The Refrigerator Effect (Part 1)
Hello! And welcome to Part 1 of a three-part blog series that introduces an emerging social/mobile trend I refer to as “The Refrigerator Effect.” In part one, we’ll discuss the origins of this new behavior pattern and identify the obstacles and pain points this evolving trend has the potential to solve.
Part 2 focuses on a new model for user engagement built around the primary characteristics of the Refrigerator Effect and how you can use these insights to create and structure more effective digital brand campaigns. And lastly, in Part 3 we’ll bring it all together and fully reveal why this trend has the ability to completely revolutionize the way you use social media to activate your fans, followers and audiences.
Here at Mowgli, we’ve learned a lot through our Facebook game Songster and our accompanying analysis of mobile/social behaviors. Amidst everyone’s quest to more effectively activate their fans through social media, we have uncovered a powerful yet little discussed trend: “The Refrigerator Effect.”
To understand the origins of this Effect, let’s start with a very brief history of the world. Well, at least as it relates to the technology and communication revolution. Not only do we hold the computing power that sent man to the moon in the palm of our hand today, but there is more information floating around in one day than all of history up to 2013. According to Mashable, 1.8 zettabytes were created and replicated last year. If you’re like me and have no idea what a zettabyte is, it’s 1 billion terabytes. Also known as infinity + 1.

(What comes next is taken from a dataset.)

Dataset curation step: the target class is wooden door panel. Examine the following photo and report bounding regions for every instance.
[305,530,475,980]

We’ve come a long way since Al Gore decided he created the Internet. From the first wave of websites, to Web 2.0, to social media, things are only progressing faster and faster. And as the Internet has matured, so have its users.This dramatic explosion of technology and communication has created a global platform where everyone can talk with anyone about anything at any time. And what started as anonymous randomness has become identified self-expression.

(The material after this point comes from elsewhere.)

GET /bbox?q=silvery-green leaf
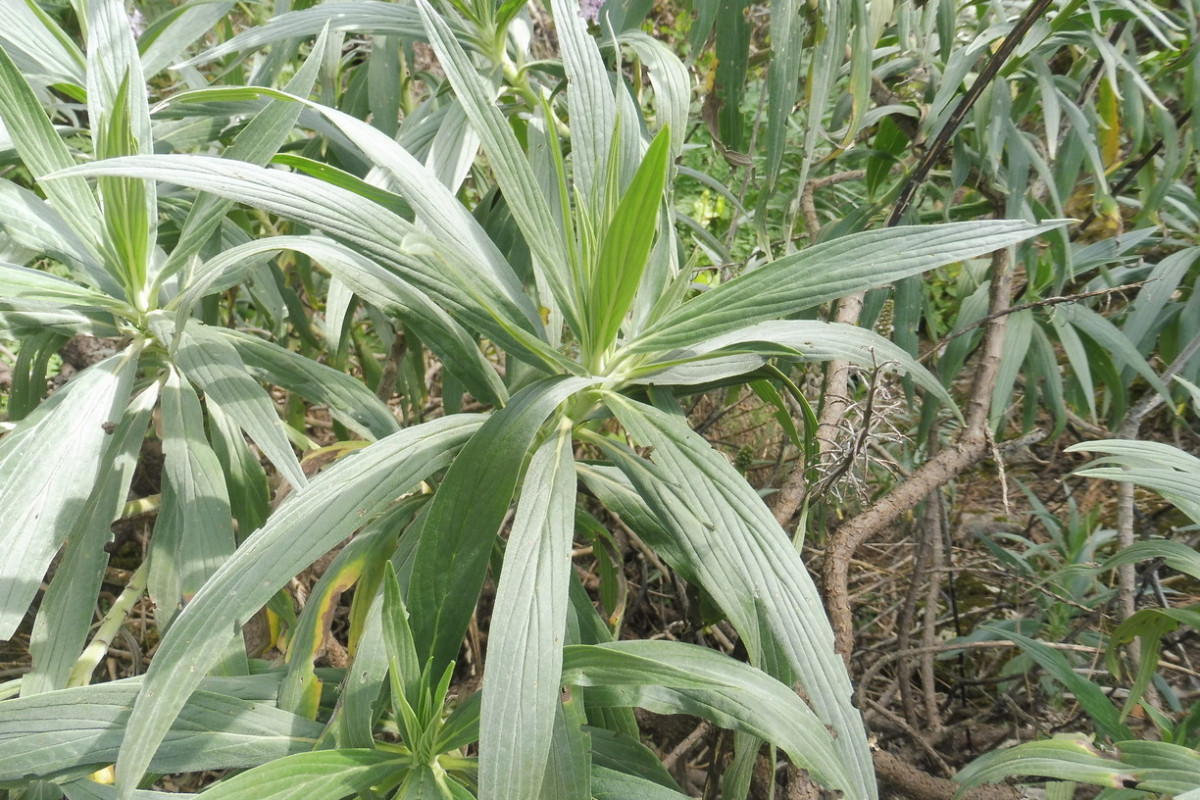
[116,414,480,795]
[0,347,139,639]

Not shockingly, brands have seen the power of this massive, global force that has forever altered the very fabric of our lives. So they jumped in to create a $62 billion market of digital advertising. With a revolution like this and $62 billion at play, I pretty much expected brands would have us soaring through the air in flying cars, placing products in our dreams via awesome dream recording machines, and turning all of us into the rock stars and celebrities we always knew we were meant to be. But that didn’t happen.
Instead, brands jumped into the digital world the only way they know how – with what they’d been doing for decades before. Print ads became banner ads. Commercials found their way into internet radio and video sharing. And physical mailing lists become email lists, which become Facebook likes and Twitter followers. And after the great arms race to stockpile as many likes and followers as they could, brands have found themselves wondering the same thing they wondered 40 years ago with a pile of residential addresses… what the hell do we do with all these people?
And let’s be honest, less than 5% of anyone’s fan base will ever even “see” a post, let alone act on it, which only 0.03% of fans do (i.e. liking, commenting, retweeting, etc.). So despite this great revolution, not much changed. In the digital campaign world, mind-boggling technology + instant global connectivity + amplified self-expression + gazillions of dollars = “take a picture of a cat and tweet it.”
I’m hoping this saddens you as much as it does me. We’ve become so obsessed with amassing likes and comments, that we have gone so far as to sacrifice our own integrity in what we post.
Marshall is an experienced entrepreneur with a background in music, technology, and law. He earned a JD from the University...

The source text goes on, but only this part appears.